For our retreat, we focused on churchy things. I challenged the young adults with creating profiles in which they thought God would be attracted to them. From the selection of their profile pictures to describing hobbies and interests, and even their work, profiles were being generated that were radically different from many of their lives. Some reflected personal aspiration not yet achieved while others described an ideal image of what they thought someone should look like to engender a strong relationship with God. All of them wanted stronger relationships with God personally, but it was interesting to see and listen to why the lives they created were more appealing than the lives they are currently living. As the discussions went on, some themes emerged from not knowing what to do or how to go about becoming the person they want to be, concern for time or altering schedules or patterns of behavior, not having a community that encourages personal or spiritual growth and little distractions that add up over time.
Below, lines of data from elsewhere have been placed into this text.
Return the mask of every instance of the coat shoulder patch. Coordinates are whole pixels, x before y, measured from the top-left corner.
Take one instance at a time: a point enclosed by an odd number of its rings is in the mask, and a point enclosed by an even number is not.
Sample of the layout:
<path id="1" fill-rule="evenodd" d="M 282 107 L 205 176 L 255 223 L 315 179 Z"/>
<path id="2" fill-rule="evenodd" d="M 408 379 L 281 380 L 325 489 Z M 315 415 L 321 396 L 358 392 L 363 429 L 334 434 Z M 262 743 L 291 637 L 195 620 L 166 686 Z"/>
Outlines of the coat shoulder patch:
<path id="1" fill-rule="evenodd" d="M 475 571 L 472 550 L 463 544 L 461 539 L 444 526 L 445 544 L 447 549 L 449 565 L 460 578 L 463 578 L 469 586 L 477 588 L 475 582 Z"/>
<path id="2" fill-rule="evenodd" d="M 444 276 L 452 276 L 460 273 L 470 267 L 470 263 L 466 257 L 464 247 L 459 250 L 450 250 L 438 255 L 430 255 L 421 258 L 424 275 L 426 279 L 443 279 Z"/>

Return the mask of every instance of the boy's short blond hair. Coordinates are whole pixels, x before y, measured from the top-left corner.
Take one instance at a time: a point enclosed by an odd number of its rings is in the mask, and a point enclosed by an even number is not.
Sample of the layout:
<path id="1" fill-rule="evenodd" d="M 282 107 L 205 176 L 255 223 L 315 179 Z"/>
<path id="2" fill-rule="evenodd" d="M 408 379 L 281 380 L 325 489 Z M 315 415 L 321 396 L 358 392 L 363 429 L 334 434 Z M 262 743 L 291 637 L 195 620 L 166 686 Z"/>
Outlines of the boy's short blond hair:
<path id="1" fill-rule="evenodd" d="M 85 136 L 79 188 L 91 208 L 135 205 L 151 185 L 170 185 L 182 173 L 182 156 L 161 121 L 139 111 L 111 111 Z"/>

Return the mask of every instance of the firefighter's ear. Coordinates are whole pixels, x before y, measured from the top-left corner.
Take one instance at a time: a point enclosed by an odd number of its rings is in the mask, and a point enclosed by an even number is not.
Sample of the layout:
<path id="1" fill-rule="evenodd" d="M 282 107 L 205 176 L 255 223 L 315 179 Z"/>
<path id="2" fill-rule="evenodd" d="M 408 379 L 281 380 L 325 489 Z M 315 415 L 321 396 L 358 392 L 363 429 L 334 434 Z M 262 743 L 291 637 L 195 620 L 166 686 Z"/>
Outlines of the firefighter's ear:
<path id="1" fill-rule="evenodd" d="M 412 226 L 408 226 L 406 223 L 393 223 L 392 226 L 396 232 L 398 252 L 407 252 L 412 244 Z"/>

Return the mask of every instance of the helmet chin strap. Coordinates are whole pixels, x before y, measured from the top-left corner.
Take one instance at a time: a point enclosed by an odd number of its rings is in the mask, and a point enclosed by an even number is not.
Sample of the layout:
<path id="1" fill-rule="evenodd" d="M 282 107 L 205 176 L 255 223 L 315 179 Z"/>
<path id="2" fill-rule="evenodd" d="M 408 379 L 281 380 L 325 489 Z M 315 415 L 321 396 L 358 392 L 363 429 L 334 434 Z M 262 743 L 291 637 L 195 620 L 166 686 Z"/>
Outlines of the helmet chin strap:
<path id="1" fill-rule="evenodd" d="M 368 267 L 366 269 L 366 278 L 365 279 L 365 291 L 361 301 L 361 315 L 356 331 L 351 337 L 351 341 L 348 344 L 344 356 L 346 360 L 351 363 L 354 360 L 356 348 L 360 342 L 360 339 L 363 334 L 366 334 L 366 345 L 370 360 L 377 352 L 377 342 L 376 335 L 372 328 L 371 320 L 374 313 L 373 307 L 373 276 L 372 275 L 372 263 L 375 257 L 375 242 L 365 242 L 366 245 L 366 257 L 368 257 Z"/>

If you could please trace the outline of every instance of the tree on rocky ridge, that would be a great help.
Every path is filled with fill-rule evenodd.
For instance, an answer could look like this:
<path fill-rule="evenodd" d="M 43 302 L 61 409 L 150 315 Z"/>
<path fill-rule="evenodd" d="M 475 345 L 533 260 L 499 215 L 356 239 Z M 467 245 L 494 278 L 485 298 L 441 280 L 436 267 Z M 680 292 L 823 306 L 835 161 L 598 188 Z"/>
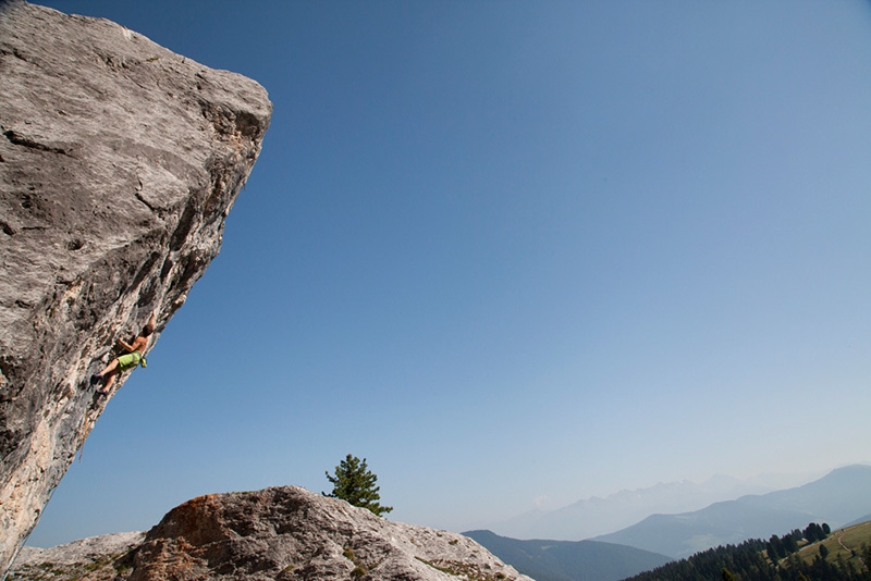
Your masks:
<path fill-rule="evenodd" d="M 392 506 L 381 506 L 378 502 L 380 486 L 376 486 L 378 477 L 369 471 L 366 466 L 366 458 L 360 461 L 351 454 L 335 467 L 335 475 L 331 477 L 326 472 L 327 480 L 333 485 L 333 492 L 327 494 L 333 498 L 341 498 L 347 503 L 371 510 L 375 515 L 381 516 L 393 510 Z M 324 493 L 326 494 L 326 493 Z"/>

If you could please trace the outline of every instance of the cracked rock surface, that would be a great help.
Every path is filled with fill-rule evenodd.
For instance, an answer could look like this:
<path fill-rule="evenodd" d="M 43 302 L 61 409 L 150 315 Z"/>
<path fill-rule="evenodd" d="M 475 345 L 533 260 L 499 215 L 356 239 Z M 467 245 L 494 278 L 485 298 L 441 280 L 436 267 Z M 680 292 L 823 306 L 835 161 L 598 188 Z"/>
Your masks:
<path fill-rule="evenodd" d="M 0 2 L 0 572 L 106 405 L 88 384 L 217 256 L 266 90 L 101 18 Z M 123 384 L 122 374 L 115 388 Z"/>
Having a better understanding of how they felt, I realized some of the challenges that they faced, the failures of the church or ministries to empower and equip them in this area, and lack of resources or rubrics that can help someone measure improvement. For example, it is great to hear that Slumber Falls Camp is very important to their spiritual foundation and that they want to be more generous with Slumber Falls Camp, but how would they measure it? Increasing volunteer time? Automatic monthly giving, even in smaller amounts? Promoting the camp to others (is there a set number to strive for this year)? Seeking out physical donations? These are a few of the areas that they could think through but were not limited to these areas.
I am a proponent for setting goals. If it is important, then it needs to be identified. Writing them down also is a good exercise because it allows to physically see all the goals in one location. If there are too many, then it becomes clear why there is constant stress, feelings of failure, or the inability to achieve any of them in a satisfactory fashion. Once the goals are identified, they can be prioritized and further reflected upon if some need to be re-envisioned, modified, or eliminated for the time being. For smaller goals or goals that take time to achieve, the Pomodoro method has been effective in achieving them. Pomodoro is Italian for tomato. The method was named after the timer used to measure time increments to achieve goals and tasks. The method is simple. Work for 25 minutes and take a 5-minute break. This is one Pomodoro. After four Pomodoros, take a 15-20-minute break to replenish energies. Because a Pomodoro is shorter, it can help people focus on accomplishing more and keep them focused. This method is great for generating physical outcomes, assignments, or tasks. While it is probably not the best for spiritual maturity, it could help in reading through the Bible or other books for growth, writing letters of gratitude, journaling, Lectio Divina, etc. It can also create a set time frame to allocate for spiritual activity, even if you choose to only do one Pomodoro. Having a system and envisioning how it will fit into a daily routine increases the likelihood of success.
My hope and prayer this year is that we all explore who we feel God is calling us to be and devise ways that are achievable and realistic so that we can measure improvement. As a touchstone for this year, perhaps let frogs be that reminder. Why frogs??? Mark Twain said that “If it’s your job to eat a frog, it’s best to do it first thing in the morning. And If it’s your job to eat two frogs, it’s best to eat the biggest one first.” Twain was referring to how we tackle the goals in our life. Don’t procrastinate, focus on the biggest priorities first so the little ones don’t distract you. God calls all of us into a relationship and there is not one image or model that we should try to achieve. We are called to listen, discern, and grow which brings out the beauty and the myriad of ways that God works, is seen, and transforms the world. We don’t need to be someone we are not, nor be jealous of another person’s life or perceived life. Allow 2020 to get a clearer vision of where you want to go.
Slumber Falls Camp is here to help you grow through our programs, opportunities for outreach and mission, a site to host your event, and most importantly to be in a relationship with you. I look forward to this year and reconnecting with the Slumber Falls Camp family and seeing how it will grow with new faces, stories, and passions.